Chroniques

par bertrand bolognesi

Wolfgang Amadeus Mozart
Concerti pour piano K.271 n°9 – K.456 n°18

1 CD EMI Classics (2004)
5 57803 2
Wolfgang Amadeus Mozart | Concerti pour piano n°9 – n°18

Après Grieg, Nielsen, Chopin, Schubert, Liszt ou encore Janáček, c'est Mozart qui est aujourd'hui à l'honneur du nouvel enregistrement de Leif Ove Andsnes. Un Mozart particulier à plus d'un titre ! Pour commencer : c'est, de mémoire, la première fois que le pianiste norvégien dirige pour le disque, et combien talentueusement ; ensuite, il reste étonnant que toute la poésie à laquelle il nous a habitués dans ses interprétations soit si présente dans les deux concerti ; enfin, les options de tempo tout à fait personnelle forceront l'enthousiasme.

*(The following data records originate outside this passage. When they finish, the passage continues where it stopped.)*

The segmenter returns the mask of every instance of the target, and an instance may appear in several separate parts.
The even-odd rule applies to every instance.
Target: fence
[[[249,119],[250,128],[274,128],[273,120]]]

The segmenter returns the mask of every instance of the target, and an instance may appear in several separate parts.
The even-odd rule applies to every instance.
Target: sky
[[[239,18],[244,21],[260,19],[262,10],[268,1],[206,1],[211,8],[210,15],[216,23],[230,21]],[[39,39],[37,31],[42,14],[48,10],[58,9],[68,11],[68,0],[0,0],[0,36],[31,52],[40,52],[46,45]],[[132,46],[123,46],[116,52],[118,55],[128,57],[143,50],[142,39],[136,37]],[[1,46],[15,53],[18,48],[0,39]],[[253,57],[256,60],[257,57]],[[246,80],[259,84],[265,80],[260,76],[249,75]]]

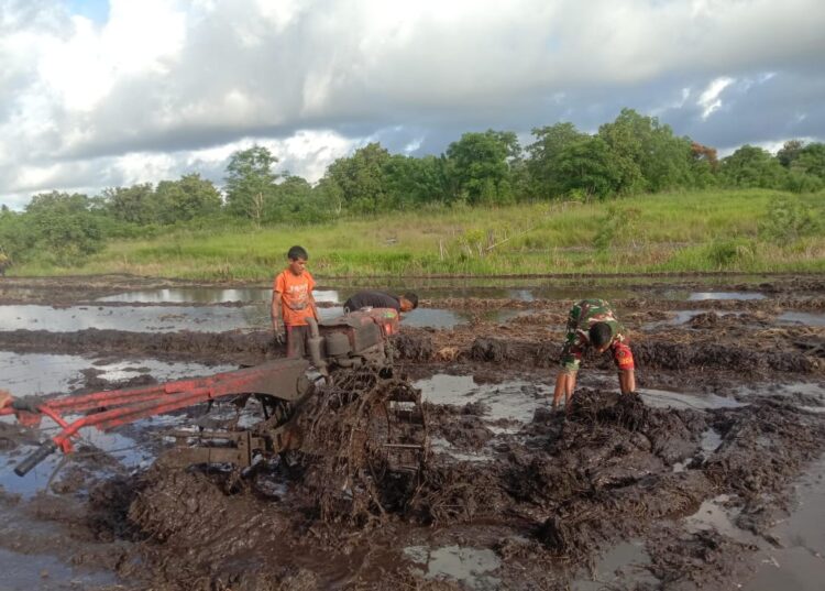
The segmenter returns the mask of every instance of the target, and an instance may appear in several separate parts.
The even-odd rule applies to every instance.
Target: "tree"
[[[227,210],[238,217],[249,218],[260,226],[266,201],[275,194],[277,175],[272,167],[278,158],[264,146],[234,152],[227,165]]]
[[[35,195],[25,208],[30,248],[62,265],[79,264],[98,252],[103,247],[102,233],[89,205],[89,198],[80,194]]]
[[[825,144],[814,142],[799,151],[791,162],[791,169],[818,176],[825,180]]]
[[[385,167],[389,152],[377,142],[360,147],[352,156],[338,158],[327,176],[341,188],[348,209],[361,214],[376,214],[392,208]]]
[[[719,176],[729,187],[781,188],[787,171],[767,151],[746,144],[722,161]]]
[[[508,158],[518,152],[515,133],[487,130],[464,133],[449,145],[447,157],[459,191],[466,195],[470,204],[504,204],[513,199]]]
[[[112,219],[138,225],[156,221],[157,212],[151,183],[103,189],[103,201],[106,211]]]
[[[559,197],[565,186],[559,172],[559,155],[566,146],[584,141],[588,135],[575,129],[573,123],[534,128],[532,135],[536,141],[527,146],[528,190],[544,199]]]
[[[156,219],[162,223],[189,221],[220,211],[221,196],[210,180],[197,173],[178,180],[162,180],[154,195]]]
[[[384,166],[387,191],[395,207],[451,203],[457,197],[446,157],[396,154]]]
[[[622,189],[622,164],[600,136],[569,144],[559,154],[558,162],[564,193],[582,191],[604,199]]]
[[[613,123],[598,128],[598,136],[617,156],[619,193],[659,191],[692,184],[691,141],[674,136],[656,117],[622,109]]]
[[[706,188],[716,185],[716,172],[719,166],[716,149],[693,142],[691,144],[691,156],[693,186]]]
[[[802,140],[788,140],[777,152],[777,160],[782,166],[790,168],[793,161],[800,155],[803,145],[805,145],[805,142]]]

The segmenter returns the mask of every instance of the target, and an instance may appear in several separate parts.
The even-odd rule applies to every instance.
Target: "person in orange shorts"
[[[582,299],[572,307],[568,316],[568,332],[561,350],[561,372],[556,377],[553,391],[553,408],[558,408],[564,397],[564,405],[570,409],[582,355],[590,347],[600,353],[609,349],[618,368],[622,394],[636,392],[634,355],[625,327],[604,299]]]
[[[308,351],[307,318],[318,320],[318,309],[312,297],[315,280],[307,271],[309,255],[304,248],[293,247],[287,259],[289,264],[273,282],[272,328],[278,341],[283,341],[286,333],[286,357],[300,358]]]

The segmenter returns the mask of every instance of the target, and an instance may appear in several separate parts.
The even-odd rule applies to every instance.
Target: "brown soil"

Prenant judicieusement en compte le renouveau du baroque et les expériences réussies qui ont pu à sa suite être menées sur les concerti et symphonies de Beethoven (notamment par Hogwood), Leif Ove Andsnes a choisi une sonorité d'une grande délicatesse, assez évidemment proche de celle du clavecin, égrenée dans un grand raffinement, pour le Concerto en si bémol majeur K.456 n°18. L'Orchestre de Chambre Norvégien n'est pas en reste : l'Allegro vivace démontre tout simplement l'excellence des vents, et le relief obtenu dans le troisième mouvement n'aurait pas été possible avec des instrumentistes moyens. Avec l'Andante un poco sostenuto, le pianiste amorce la mélodie très tendrement, sans tomber dans le piège romantique de beaucoup, contrastant à peine avec la précarité volontaire du son des cordes, un trait dont la discrète mélancolie force l'écoute. Rien de dramatique, ici : c'est avec une sorte d'amabilité que cette musique est jouée, moins anodine cependant qu'on pourrait le croire (ni sentimentalisme ni mièvre mignardise).

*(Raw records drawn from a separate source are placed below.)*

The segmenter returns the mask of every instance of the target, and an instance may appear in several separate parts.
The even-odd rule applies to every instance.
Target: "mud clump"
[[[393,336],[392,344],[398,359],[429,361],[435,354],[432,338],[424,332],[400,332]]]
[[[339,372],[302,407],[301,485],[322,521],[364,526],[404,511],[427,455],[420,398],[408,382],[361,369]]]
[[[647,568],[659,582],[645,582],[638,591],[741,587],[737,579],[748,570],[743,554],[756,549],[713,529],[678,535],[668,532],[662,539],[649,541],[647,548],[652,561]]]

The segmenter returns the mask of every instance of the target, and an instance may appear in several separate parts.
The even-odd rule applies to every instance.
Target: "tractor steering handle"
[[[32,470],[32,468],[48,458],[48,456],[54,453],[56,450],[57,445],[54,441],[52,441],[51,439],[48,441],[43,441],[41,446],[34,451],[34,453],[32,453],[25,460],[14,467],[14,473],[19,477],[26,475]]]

Plus passionnante encore s'avère l'interprétation du Jeune homme, soit le Concerto en mi bémol majeur K.271 n°9. Dès l'Allegro, on goûte le bel équilibre obtenu entre soliste et orchestre, un soliste qui ne fera jamais vraiment cavalier seul, dans ce disque. Et même dans ses soli proprement dits, la couleur rappellera précieusement – dans le bon sens du terme – la clarinette ici, le basson là, etc. Depuis le clavier, Leif Ove Andsnes conduit une lecture qui accentue les cordes avec une élégance tonicité, avec un orchestre qu'il plie à un art de la nuance appréciable, obtenant un beau relief de la part des bois et une douceur exquise des cuivres. Lui-même sert sa partie par une digitalité extrêmement précise, faisant entendre dans le classicisme facétieux de Mozart, l'héritage des fils Bach. L'Andante central prend un caractère tragique de lamento d'opera seria, le piano s'exprimant dans une relative lenteur, toujours très contrôlée, évitant les rubati qui viennent souvent parasiter ce mouvement. Le Rondeau est abordé avec une vertigineuse régularité ! Sans déroger à l'exigence d'une sonorité ronde, le jeu affirme ici tout son brio.

On l'a vu ces dernières années : un jeune pianiste qui prend la baguette n'a pas systématiquement la main heureuse. Celui-ci offre un travail splendide, d'une musicalité attachante.